Nous avons retrouvé notre bonne humeur devant lord John Roxton, qui nous guettait sur le quai : toujours mince et long, il était vêtu d’un costume de chasse en tweed marron clair. Quand il nous aperçut, son visage aigu, dominé par des yeux inoubliables, à la fois féroces et souriants, s’est éclairé de plaisir. Des fils gris couraient à présent dans ses cheveux roux, des rides avaient été creusées par le burin du temps, mais il était toujours le lord John avec lequel nous nous étions bien entendus dans le passé.

– Hullo ! Herr Professor ! Hullo ! Bébé !

Il s’est mis à rugir de joie devant les bouteilles d’oxygène qu’un porteur tirait derrière nous.

– Alors, vous en avez pris aussi ? La mienne est dans le fourgon. Qu’est-ce que le cher vieux peut bien vouloir en faire ?

– Attendez ! lui ai-je dit. Avez-vous lu sa lettre au Times ?

– Du baratin absurde ! a déclaré Summerlee avec une grande sévérité.

– Hé bien ! elle est à la base de cette histoire d’oxygène ou je me trompe fort !

– Du baratin absurde ! a répété Summerlee avec une violence qui n’était pas du tout indispensable.

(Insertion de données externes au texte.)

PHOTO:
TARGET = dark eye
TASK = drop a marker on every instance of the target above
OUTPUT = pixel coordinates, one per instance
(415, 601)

Nous avions pris place dans un compartiment de première classe pour fumeurs et il avait déjà allumé la courte pipe de bruyère charbonneuse qui semblait prolonger la ligne agressive de son nez.

« L’ami Challenger est un homme intelligent ! a-t-il poursuivi. Personne ne peut le nier. Il faudrait être fou pour le nier. Considérez son chapeau : dessous, il y a un cerveau qui fait un kilo sept cents ; c’est un gros moteur, qui tourne bien, et qui abat du bon travail. Montrez-moi le capot, je vous dirai le volume du moteur. Seulement, Challenger est aussi un bateleur-né. Vous m’avez entendu : je le lui ai lancé une fois en pleine figure. Il est né bateleur, cabot ; il faut qu’il se place toujours sous le feu des projecteurs.